Allons-nous manquer d’eau?

À certains égards, beaucoup de choses ont changé, bien sûr, depuis la parution de cette revue il y a 30 ans – on est surtout frappé par les publicités de cigarettes et de produits qui n’ont plus cours aujourd’hui.
Mais revenons à l’eau… sommes-nous en danger d’en manquer pour vrai?  Globalement, la quantité  totale d’eau sur Terre aujourd’hui – la somme de toute l’eau contenue dans les cours d’eau, les lacs, marécages, aquifères, glaciers, océans, nuages, etc. – est la même qu’au temps des dinosaures, et il faut donc poser la question autrement. En fait, la disponibilité de l’eau doit être examinée sous un angle local.

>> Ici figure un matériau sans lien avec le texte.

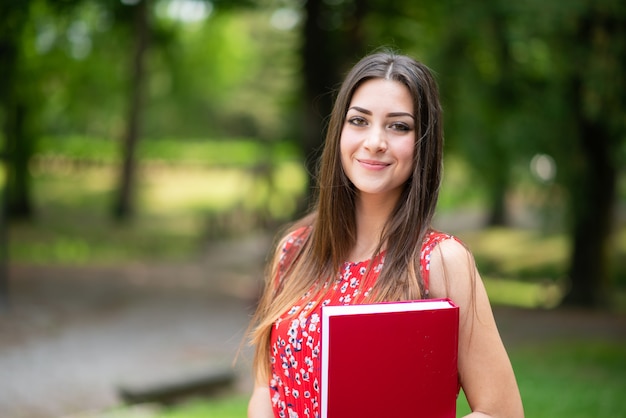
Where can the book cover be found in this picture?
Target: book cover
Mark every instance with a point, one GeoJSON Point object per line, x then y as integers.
{"type": "Point", "coordinates": [390, 360]}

C’est en effet que dans certains endroits dans le monde, l’eau est une ressource rare, voire insuffisante – une situation qui est souvent le résultat et l’exacerbation d’une piètre gestion de la ressource. Prenons par exemple la mer d’Aral, au cœur de l’Asie, une étendue d’eau qui a déjà figuré parmi les plus grands lacs du monde et qui est aujourd’hui réduite à sa plus simple expression, en raison des prélèvements excessifs effectués en amont pour irriguer des champs de coton cultivés pour les marchés de l’exportation.

Mais nul besoin de parcourir la moitié de la planète pour trouver des exemples de consommation  d’eau excessive par l’homme, nous en avons un exemple probant ici même au Canada : la rivière Saskatchewan Sud, source de vie des Prairies et à la base de l’économie agricole de cette région du Canada. Depuis le début du xxe siècle, il y a des endroits où le débit de la rivière Saskatchewan Sud a diminué de plus de 80 % par rapport à ce qu’il devrait être en été. Et l’on prévoit une augmentation soutenue de la demande d’eau.
Les cours d’eau ont des débits variables d’une saison à l’autre, et il est essentiel de maintenir ces débits pour la santé de l’ensemble des écosystèmes d’eau douce. L’humain est devenu très habile à manipuler son environnement  – et le contrôle  du débit naturel des cours d’eau est sans aucun doute l’une de ses grandes réussites en la matière. Ainsi, l’on comptait  en 2000 pas moins de 849 grands et quelques milliers de plus petits barrages dans les fleuves et rivières du Canada. Certaines rivières, comme la Saint-Jean au Nouveau-Brunswick, sont si harnachées que leur débit est presque entièrement contrôlé par les barrages.
La pression sur l’environnement qu’exerce ce débit contrôlé – en plus de la pollution – a grandement affaibli les écosystèmes d’eau douce de la planète. À preuve, la biodiversité y a diminué de 35 % depuis 1970. Au Canada, les populations de l’esturgeon et autres espèces emblématiques de nos cours d’eau sont en déclin. Je peux vous dire que le lac où j’ai passé tous les étés de mon enfance est aujourd’hui très différent de ce qu’il était alors. Les populations de grenouilles et d’écrevisses ont très nettement diminué, l’achigan à grande bouche est devenu une rareté, et les moules zébrées ont totalement envahi le lit du lac en quelques années à peine.
Et néanmoins, bien des choses ressemblent encore à ce qu’elles étaient il y a 30 ans. Par exemple, notre perspective en matière de gestion de l’eau, elle, n’a pas beaucoup changé. Nous traitons encore l’eau comme s’il s’agissait d’un produit parmi d’autres dont nous avons besoin pour la production industrielle ou pour la consommation humaine, et nous avons bien négligé les besoins en eau de la nature. Or, l’eau pour la nature, c’est de l’eau pour les gens. Lorsque l’environnement dispose de la quantité d’eau dont il a besoins pour demeure sain et bien vivant, ne profitons-nous pas de tous ses bienfaits, essentiels à notre propre santé et à notre bien-être?
Heureusement, nous avons les moyens d’agir. Nous pouvons apprendre à changer notre rapport à l’eau. Le WWF-Canada mène sa campagne Rivières vivantes afin de trouver des moyens d’harmoniser les besoins en eau des gens et ceux de la nature, de sensibiliser les gens aux bienfaits de l’eau et à l’importance de  modifier notre rapport à l’eau, et faire en sorte que cette sensibilisation se traduise par de meilleures politiques et modes de gestion de l’eau.